Page MenuHomePhabricator

/a/mw-log/hhvm.log: file not found on Fluorine
Closed, ResolvedPublic

Description

We didn't have an Icinga notification for this one.

Details

Event Timeline

thcipriani subscribed.

Hmm...but logstash fatalmonitor still appears to be working fine.

I definitely lean on fatalmonitor a lot during SWATs.

so now the output of fatalmonitor on fluorine is:

Every 2.0s: tail -n 1000 /a/mw-log/hhvm.log |                                                                                                                 Wed Aug 31 18:36:06 2016

tail: cannot open `/a/mw-log/hhvm.log' for reading: No such file or directory
greg triaged this task as Unbreak Now! priority.Aug 31 2016, 6:41 PM
greg subscribed.

This is pretty important and (hopefully not) indicative of something else going on.

I have made it a blocker of tonight deployment, tailing from log file give a way faster response time compared to logstash. But maybe I am getting old.

On fluorine ps -u udp2log f shows a wild range of python and sh process in zombie mode, but I think that is a known issue.

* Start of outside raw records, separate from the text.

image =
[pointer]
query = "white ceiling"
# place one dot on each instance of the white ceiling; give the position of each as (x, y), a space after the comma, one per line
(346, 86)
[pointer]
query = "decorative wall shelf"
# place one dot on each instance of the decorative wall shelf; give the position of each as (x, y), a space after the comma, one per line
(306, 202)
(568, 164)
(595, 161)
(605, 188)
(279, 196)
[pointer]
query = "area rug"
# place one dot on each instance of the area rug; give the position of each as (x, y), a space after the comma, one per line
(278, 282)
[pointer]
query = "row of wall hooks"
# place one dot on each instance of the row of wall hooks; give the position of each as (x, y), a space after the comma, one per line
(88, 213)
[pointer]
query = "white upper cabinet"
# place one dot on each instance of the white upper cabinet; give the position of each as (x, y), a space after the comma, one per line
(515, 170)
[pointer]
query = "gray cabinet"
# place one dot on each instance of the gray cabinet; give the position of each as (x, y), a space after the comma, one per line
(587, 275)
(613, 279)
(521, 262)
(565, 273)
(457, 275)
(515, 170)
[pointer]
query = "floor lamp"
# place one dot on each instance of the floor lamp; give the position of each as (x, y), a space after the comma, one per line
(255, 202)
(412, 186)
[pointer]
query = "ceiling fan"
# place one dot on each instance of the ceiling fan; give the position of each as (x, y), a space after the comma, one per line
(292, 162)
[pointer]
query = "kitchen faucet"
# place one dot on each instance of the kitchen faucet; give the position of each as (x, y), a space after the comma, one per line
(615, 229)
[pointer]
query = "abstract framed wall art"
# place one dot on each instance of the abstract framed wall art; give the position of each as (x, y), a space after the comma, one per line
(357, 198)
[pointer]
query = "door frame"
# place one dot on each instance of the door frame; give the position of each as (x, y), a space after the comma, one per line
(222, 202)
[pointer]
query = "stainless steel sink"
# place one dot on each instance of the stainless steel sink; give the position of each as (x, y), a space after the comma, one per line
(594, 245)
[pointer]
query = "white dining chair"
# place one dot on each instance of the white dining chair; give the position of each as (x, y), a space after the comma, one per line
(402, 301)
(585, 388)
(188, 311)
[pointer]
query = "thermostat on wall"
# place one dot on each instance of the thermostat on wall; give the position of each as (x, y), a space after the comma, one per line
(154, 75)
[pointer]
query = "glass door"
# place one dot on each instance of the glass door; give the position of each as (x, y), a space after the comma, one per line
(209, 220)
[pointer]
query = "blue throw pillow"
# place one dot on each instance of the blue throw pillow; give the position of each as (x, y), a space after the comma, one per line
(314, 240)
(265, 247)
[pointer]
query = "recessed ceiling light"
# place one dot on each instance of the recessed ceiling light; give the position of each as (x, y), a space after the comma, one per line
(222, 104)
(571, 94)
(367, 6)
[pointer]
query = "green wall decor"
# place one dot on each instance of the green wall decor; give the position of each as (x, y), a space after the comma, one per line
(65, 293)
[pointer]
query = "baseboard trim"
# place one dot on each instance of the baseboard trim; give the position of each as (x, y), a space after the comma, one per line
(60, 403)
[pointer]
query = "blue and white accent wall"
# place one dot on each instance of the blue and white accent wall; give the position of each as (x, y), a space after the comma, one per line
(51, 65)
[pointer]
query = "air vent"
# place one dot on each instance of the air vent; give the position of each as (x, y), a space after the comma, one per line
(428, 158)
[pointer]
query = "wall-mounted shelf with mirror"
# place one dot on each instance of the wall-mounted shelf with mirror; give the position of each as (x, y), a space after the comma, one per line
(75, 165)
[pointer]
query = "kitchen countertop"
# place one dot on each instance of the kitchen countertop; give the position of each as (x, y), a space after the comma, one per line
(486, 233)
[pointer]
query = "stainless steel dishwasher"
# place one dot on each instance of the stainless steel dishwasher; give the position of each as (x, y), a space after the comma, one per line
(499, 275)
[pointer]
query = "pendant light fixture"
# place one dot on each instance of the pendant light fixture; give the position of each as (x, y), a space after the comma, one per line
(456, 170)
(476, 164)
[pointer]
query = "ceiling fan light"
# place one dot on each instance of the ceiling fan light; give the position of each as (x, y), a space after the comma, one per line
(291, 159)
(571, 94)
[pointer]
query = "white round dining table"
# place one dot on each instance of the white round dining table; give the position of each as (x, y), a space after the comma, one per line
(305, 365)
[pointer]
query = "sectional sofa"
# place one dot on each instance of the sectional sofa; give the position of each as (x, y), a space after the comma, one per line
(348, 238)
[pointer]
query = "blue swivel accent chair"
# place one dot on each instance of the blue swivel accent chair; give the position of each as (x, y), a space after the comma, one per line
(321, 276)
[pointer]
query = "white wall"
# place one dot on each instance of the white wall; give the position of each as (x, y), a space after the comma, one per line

The process has been running for a while and there is a pipe relaying to logstash1001.eqiad.wmnet which seems to work. https://logstash.wikimedia.org/ mediawiki-errors has a bunch of messages.

Thus it seems the messages are properly relayed to fluorine but somehow are not written to disk. Maybe that is one of the sh that is defunct, I can't remember offhand how and whether demux.py write to disk directly.

logrotate went at 6:25

stat hhvm.log-20160831.gz has:

Access: 2016-08-31 18:57:18.977526992 +0000
Modify: 2016-08-31 06:25:13.000000000 +0000
Change: 2016-08-31 08:19:13.792872275 +0000

stat apache2.log-20160831.gz

Access: 2016-08-30 17:41:16.000000000 +0000
Modify: 2016-08-31 06:25:23.000000000 +0000
Change: 2016-08-31 06:26:53.452036313 +0000

The root dir /a/mw-log barely has anything.

Maybe that is a puppet change that broke it.

/etc/rsyslog.d/30-remote-syslog.conf has been changed at Aug 31 13:43

This comment was removed by hashar.

Change 307812 had a related patch set uploaded (by Alex Monk):
Follow-up I6df802b9: Fix udp2log's demux.py

https://gerrit.wikimedia.org/r/307812

Change 307812 merged by ArielGlenn:
Follow-up I6df802b9: Fix udp2log's demux.py

https://gerrit.wikimedia.org/r/307812

AlexMonk-WMF claimed this task.
AlexMonk-WMF subscribed.

This was my fault, mostly. Fixed now.